My son bought me a vintage bike for Mother’s Day. I hadn’t been able to ride a bike in years but having gotten stronger I decided to give it a go. I rode about 2 miles. I was so thankful that I was able to do something that for years I hadn’t been able to enjoy. And I must say, I used to really love riding a bike! I’ve taken that bike out a few times since and one day a couple of weeks ago I was riding downhill through a tunnel. I tried to switch gears and pedal fast to harness the downhill motion for the up hill to come. As I did so my foot slipped off of the pedal and the pedal ate at my ankle. It was quite painful. I didn’t fall (my angels kept me up for sure.) The wound was bleeding badly but being on the boney part of my ankle the center of the wound quit bleeding pretty fast as I applied pressure hoping to not get blood on my white skirt. (I know what you’re thinking, ” who wears a long white skirt on a bike ride?”) The inner inch circumference of the cut was without blood and the outer rim was bleeding and my happy little platelets were doing their work. The next day I found that I had a scab on the rim but no scab in the center. I paid no attention and went about my life. About three or four days later my ankle began to really hurt. Walking hurt a lot. Almost like when you’ve got a bad sprain. I actually found myself limping. Upon inspecting my ankle several times daily I noticed that the scabbed rim was pulling the wound shut. No doubt this was what was giving me pain.

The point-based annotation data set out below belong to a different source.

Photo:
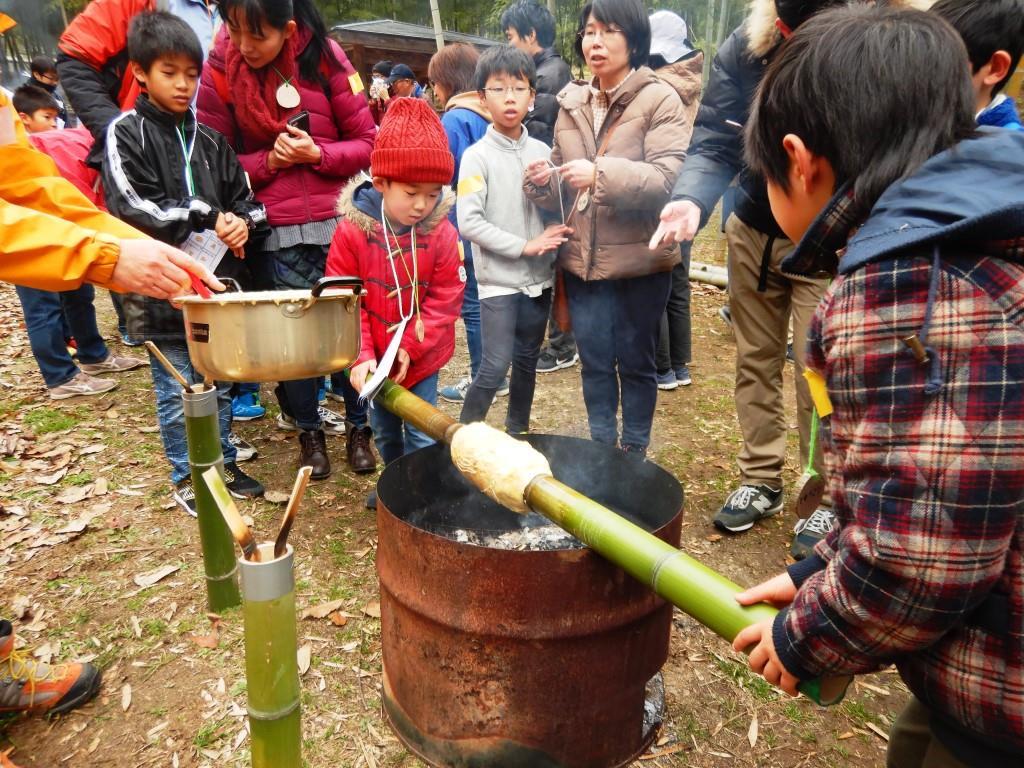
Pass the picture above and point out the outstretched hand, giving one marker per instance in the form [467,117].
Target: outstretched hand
[154,268]
[549,240]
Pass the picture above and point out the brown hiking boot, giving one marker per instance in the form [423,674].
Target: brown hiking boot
[358,449]
[33,687]
[312,453]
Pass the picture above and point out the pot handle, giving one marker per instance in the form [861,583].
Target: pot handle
[339,282]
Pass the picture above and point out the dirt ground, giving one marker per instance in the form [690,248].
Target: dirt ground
[86,511]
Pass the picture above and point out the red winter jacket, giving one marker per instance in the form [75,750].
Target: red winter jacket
[340,124]
[358,250]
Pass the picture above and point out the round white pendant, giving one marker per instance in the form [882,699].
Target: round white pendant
[584,201]
[288,96]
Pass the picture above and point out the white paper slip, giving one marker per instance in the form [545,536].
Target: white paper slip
[206,248]
[384,365]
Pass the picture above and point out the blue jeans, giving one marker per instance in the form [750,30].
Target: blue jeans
[171,414]
[471,311]
[394,438]
[45,315]
[296,267]
[355,412]
[615,324]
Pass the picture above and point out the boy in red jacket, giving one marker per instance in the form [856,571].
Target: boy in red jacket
[395,236]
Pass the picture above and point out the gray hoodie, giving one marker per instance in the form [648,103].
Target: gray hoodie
[498,218]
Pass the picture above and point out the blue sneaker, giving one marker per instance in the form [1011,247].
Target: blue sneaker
[667,381]
[247,408]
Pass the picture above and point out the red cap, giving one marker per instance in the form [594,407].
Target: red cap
[412,145]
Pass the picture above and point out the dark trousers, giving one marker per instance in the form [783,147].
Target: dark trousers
[674,345]
[47,315]
[615,324]
[513,331]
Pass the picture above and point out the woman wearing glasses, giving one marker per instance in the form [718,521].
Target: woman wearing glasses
[620,143]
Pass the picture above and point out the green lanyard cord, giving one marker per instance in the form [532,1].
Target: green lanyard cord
[189,181]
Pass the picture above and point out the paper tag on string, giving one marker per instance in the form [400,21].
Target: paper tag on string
[206,248]
[470,185]
[384,365]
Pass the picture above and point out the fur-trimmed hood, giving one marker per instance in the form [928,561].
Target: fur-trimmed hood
[348,208]
[762,36]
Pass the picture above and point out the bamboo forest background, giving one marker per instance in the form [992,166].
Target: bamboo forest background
[40,22]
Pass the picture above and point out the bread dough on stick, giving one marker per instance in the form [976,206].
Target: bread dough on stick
[499,465]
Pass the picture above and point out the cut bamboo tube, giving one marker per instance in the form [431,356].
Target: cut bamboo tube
[229,512]
[687,584]
[203,435]
[271,660]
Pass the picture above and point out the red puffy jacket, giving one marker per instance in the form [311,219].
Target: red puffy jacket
[340,124]
[358,250]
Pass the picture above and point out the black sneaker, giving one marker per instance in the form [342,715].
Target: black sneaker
[241,484]
[748,504]
[810,531]
[550,361]
[184,496]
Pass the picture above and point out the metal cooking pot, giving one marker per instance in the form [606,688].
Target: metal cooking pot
[274,335]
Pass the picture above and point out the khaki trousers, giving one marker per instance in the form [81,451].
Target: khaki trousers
[911,743]
[760,322]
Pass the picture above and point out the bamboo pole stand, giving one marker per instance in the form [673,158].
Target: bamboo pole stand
[203,435]
[271,666]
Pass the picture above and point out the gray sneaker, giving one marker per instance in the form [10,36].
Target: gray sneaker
[246,451]
[745,505]
[331,422]
[113,365]
[81,385]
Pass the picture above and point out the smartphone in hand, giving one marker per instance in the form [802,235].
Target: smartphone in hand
[300,121]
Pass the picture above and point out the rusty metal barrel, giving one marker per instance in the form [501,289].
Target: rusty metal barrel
[519,657]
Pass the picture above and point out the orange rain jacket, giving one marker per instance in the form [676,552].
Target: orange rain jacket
[51,237]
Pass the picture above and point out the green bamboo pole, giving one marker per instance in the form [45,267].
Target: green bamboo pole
[686,583]
[203,435]
[271,664]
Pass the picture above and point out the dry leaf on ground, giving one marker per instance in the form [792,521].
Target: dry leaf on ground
[304,657]
[322,610]
[151,578]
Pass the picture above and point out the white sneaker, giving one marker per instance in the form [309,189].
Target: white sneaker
[246,451]
[82,384]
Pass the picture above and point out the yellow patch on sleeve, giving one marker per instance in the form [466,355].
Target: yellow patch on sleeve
[819,392]
[470,185]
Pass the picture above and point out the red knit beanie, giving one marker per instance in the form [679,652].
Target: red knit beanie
[412,145]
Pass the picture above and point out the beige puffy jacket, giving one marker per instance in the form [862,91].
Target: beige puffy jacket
[635,174]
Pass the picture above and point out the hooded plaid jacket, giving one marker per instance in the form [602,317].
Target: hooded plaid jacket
[926,460]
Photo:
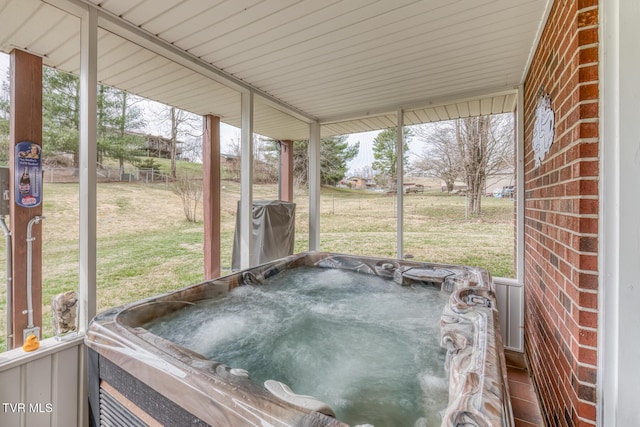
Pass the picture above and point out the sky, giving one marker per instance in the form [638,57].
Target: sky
[228,133]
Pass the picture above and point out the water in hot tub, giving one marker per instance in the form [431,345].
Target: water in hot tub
[364,345]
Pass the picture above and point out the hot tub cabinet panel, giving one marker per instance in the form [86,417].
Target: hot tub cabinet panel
[138,378]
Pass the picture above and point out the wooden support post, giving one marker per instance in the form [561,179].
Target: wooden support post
[26,125]
[211,195]
[286,171]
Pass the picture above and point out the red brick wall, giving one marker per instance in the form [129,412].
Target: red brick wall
[561,217]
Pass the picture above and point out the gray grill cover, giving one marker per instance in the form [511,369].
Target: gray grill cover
[273,232]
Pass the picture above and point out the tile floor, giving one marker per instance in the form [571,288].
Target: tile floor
[524,401]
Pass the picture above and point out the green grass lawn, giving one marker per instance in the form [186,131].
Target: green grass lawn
[146,247]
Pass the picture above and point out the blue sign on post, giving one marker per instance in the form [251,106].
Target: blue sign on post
[28,174]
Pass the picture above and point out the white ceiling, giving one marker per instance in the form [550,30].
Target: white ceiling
[349,64]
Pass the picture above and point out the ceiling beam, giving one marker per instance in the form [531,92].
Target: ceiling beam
[419,105]
[147,40]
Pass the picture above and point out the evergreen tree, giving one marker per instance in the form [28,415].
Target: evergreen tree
[4,123]
[335,153]
[119,115]
[385,154]
[61,113]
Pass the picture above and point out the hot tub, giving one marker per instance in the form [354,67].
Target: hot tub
[313,339]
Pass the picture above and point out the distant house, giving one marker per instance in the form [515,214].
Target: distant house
[360,183]
[157,146]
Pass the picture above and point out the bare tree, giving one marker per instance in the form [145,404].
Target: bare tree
[178,124]
[485,146]
[440,158]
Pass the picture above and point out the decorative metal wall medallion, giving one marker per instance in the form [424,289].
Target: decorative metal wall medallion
[543,129]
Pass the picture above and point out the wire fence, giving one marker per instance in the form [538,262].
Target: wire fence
[72,175]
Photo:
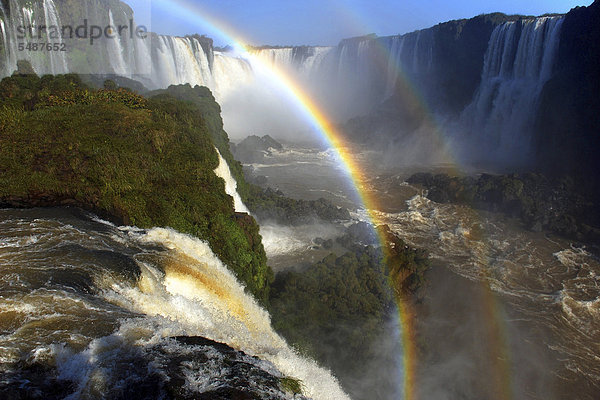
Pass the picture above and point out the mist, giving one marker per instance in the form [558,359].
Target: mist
[471,353]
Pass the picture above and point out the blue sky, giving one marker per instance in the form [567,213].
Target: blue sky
[326,22]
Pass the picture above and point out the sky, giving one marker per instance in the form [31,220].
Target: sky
[326,22]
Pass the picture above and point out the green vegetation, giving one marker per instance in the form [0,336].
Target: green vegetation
[146,162]
[337,309]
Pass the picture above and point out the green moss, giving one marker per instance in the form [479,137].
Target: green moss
[144,162]
[347,300]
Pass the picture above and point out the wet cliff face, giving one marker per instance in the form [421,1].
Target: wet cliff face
[458,52]
[568,122]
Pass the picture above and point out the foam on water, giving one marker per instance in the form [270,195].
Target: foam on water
[199,296]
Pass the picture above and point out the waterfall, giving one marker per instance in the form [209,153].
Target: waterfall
[58,62]
[224,172]
[195,291]
[115,51]
[518,62]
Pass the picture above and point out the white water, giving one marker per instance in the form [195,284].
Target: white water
[518,63]
[197,295]
[224,173]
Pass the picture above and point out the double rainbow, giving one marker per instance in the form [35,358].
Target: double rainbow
[314,114]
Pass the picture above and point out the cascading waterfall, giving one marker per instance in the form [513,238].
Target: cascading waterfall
[103,306]
[224,173]
[116,51]
[58,62]
[347,80]
[518,62]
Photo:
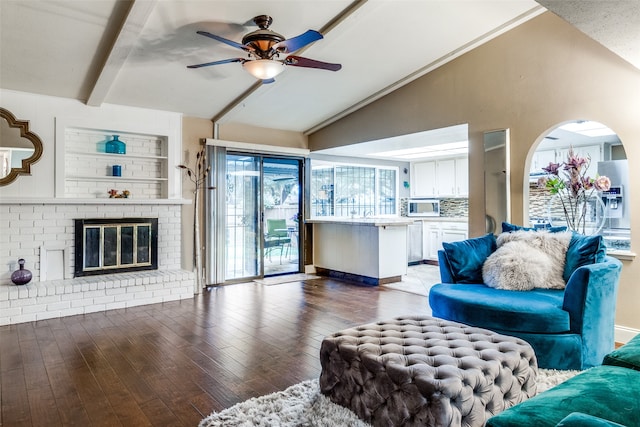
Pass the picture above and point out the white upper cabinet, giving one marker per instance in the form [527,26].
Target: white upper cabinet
[440,178]
[423,179]
[462,177]
[542,158]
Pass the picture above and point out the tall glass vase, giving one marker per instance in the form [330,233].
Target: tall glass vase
[581,214]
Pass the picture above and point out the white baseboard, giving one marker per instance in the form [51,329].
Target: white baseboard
[623,334]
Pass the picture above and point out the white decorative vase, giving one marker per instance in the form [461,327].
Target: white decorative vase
[584,215]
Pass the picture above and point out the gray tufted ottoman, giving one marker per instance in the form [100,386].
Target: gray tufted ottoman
[425,371]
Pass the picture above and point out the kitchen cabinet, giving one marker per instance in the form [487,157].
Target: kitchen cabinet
[588,151]
[436,232]
[440,178]
[423,179]
[462,177]
[542,158]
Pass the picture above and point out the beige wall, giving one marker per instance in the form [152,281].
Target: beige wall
[258,135]
[529,80]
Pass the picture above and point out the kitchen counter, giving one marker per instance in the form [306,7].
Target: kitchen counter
[367,250]
[440,218]
[373,221]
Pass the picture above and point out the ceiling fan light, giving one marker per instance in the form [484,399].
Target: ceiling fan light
[263,69]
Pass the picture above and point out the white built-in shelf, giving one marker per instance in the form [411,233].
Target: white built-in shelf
[118,156]
[114,178]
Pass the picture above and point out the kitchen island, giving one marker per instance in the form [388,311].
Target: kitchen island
[368,250]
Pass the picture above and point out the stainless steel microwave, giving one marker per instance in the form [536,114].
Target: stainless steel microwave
[423,207]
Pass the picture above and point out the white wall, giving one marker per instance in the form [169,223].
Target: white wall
[45,113]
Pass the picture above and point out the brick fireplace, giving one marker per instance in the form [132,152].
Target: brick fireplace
[110,246]
[43,233]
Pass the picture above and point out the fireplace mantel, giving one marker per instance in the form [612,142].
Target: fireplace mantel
[94,201]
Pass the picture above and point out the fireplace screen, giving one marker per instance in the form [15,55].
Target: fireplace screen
[114,246]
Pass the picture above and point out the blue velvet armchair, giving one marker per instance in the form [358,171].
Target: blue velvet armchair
[571,328]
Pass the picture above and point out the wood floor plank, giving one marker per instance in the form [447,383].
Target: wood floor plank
[172,364]
[15,404]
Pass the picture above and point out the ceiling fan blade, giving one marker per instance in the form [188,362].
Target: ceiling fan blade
[226,41]
[299,61]
[297,42]
[222,61]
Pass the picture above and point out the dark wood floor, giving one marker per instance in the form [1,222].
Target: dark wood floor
[172,364]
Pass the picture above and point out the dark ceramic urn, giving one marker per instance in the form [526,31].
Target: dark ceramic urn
[22,276]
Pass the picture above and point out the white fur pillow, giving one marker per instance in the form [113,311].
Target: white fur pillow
[527,259]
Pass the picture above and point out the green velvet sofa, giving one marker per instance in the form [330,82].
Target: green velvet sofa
[606,395]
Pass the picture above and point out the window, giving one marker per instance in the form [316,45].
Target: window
[353,190]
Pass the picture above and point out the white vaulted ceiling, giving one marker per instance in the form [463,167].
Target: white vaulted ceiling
[135,52]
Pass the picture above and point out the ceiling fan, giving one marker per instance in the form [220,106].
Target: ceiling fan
[264,47]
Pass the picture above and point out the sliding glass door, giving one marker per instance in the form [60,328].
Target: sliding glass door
[242,217]
[257,224]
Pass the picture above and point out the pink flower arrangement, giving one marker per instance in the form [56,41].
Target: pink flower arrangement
[570,182]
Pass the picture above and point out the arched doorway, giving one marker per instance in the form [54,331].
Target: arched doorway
[605,150]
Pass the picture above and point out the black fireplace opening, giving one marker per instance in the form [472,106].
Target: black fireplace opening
[108,246]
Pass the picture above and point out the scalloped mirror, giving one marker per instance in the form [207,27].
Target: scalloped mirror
[19,147]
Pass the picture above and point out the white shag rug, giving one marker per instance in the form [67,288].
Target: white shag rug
[302,405]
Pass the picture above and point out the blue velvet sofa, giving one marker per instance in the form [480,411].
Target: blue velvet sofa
[603,396]
[571,328]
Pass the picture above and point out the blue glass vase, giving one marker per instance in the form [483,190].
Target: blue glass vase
[116,146]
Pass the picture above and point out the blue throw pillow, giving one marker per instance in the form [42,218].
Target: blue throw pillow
[583,250]
[508,228]
[467,257]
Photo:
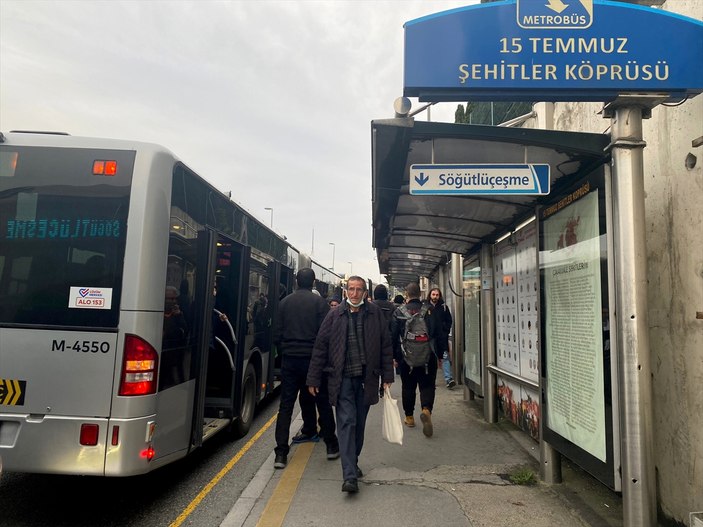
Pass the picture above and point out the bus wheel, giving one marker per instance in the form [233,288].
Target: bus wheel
[241,426]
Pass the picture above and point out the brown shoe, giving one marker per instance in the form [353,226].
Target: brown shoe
[426,418]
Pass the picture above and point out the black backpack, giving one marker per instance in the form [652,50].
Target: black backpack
[415,340]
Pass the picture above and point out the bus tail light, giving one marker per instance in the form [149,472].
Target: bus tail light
[104,168]
[139,368]
[89,434]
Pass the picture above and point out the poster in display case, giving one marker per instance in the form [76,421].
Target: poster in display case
[574,296]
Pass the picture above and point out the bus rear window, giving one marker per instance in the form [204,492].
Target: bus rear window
[62,236]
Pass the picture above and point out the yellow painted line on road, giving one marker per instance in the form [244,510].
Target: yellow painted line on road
[277,506]
[214,481]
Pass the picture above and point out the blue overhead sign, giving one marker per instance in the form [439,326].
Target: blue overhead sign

Sometimes I am tempted to feel discouraged by the bouts of pain and fatigue that come. I feel a bit conflicted knowing that The Lord wants me to be well and that I am going to be well while I am forced to go to bed early and cancel engagements because of not feeling well. So I am very thankful for the wound I got on my ankle. It is a beautiful example that sometimes pain is proof of healing. My body is healing. I know it like I know the sky is blue. So much good has come of this season of sickness. It’s birthed a humility in me that I have never known before. It’s produced patience and mercy and a trust in My Lord. I wouldn’t trade it for anything. I know that it’s outlived it’s usefulness, it’s time. Now when I have pain and fatigue I will remember that it’s not a reminder of sickness but a hallmark of the healing process.